Just like the rest of the digital camera market, the digital SLR market itself is divided into several different categories. At one end you have the entry-level consumer DSLRs such as the Canon EOS 1000D (£400), Pentax K-m (£380) or Sony Alpha A200 (£270), while at the other end you have a small number of serious top-end professional cameras, such as the Canon EOS-1DS MkIII (£4900) and the Nikon D3x (£4800, review coming soon). In between these extremes there is a range of models aimed at photographers of intermediate skill, ambition and wealth. Most "semi-pro" photographers will choose a high-end APS-C camera such as the Canon EOS 50D (£790), Nikon D90 (£675), Sony A700 (£650) or Pentax K20D (£575), but for those wanting even higher quality there is another option; a compact full-frame DSLR.
Offering the same image quality and lens compatibility advantages as the D3x or EOS-1DS but in a smaller body and at a much lower weight, these are still serious cameras and are aimed primarily at professional photographers, however for the more affluent enthusiast they are a tempting proposition. Until quite recently the compact full-frame market consisted of just one model, the popular and long-serving Canon EOS 5D, launched before I started working for TR and only recently discontinued. However there are now a couple of other choices available. Canon has its EOS 5D MkII (£2100), Nikon has the D700 (£1750), but perhaps the most interesting is today's review camera, the Sony Alpha A900, launched in September last year and currently selling for around £1500 body-only. I'm not sure that a grand and a half for a camera can ever be considered good value, but it costs significantly less that its main rivals.

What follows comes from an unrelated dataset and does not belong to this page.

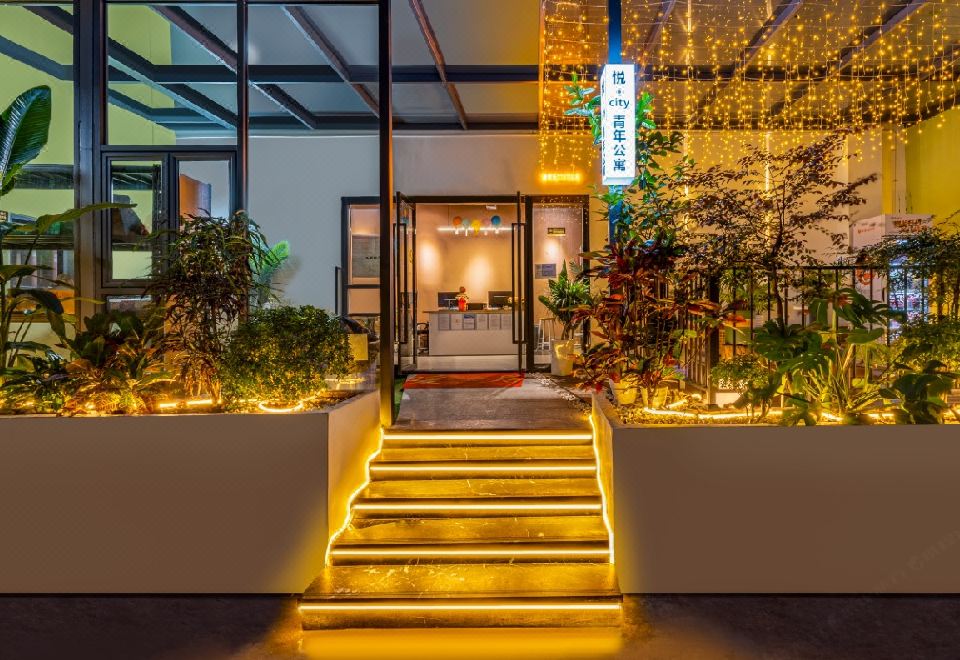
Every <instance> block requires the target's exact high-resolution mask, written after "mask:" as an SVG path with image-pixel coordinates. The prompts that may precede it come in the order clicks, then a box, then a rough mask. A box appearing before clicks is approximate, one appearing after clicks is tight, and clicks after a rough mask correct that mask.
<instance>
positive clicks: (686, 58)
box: [540, 0, 960, 168]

Although by type it is called a compact full-frame camera, there nothing particularly small about the Sony A900. The body measures 156.3 x 116.9 x 81.9mm, slightly larger than the EOS 5D MkII in all dimensions, and at a hefty 850g minus battery, memory cards or lens it's approximately 40g heavier than the Canon too. It's also quite a bit larger than the D700, although the environmentally-sealed Nikon is considerably heavier at 995g. The weight reflects the camera's robust build quality, because the A900 is designed for hard-working professional use, with a three-part magnesium alloy body over a high tensile aluminium chassis. The mirror box is carbon fibre reinforced polycarbonate resin, and the shutter mechanism is designed to last for at least 100,000 use cycles. The hatches and controls are sealed against dust and moisture, but it lacks the claimed splash resistance of some competing models.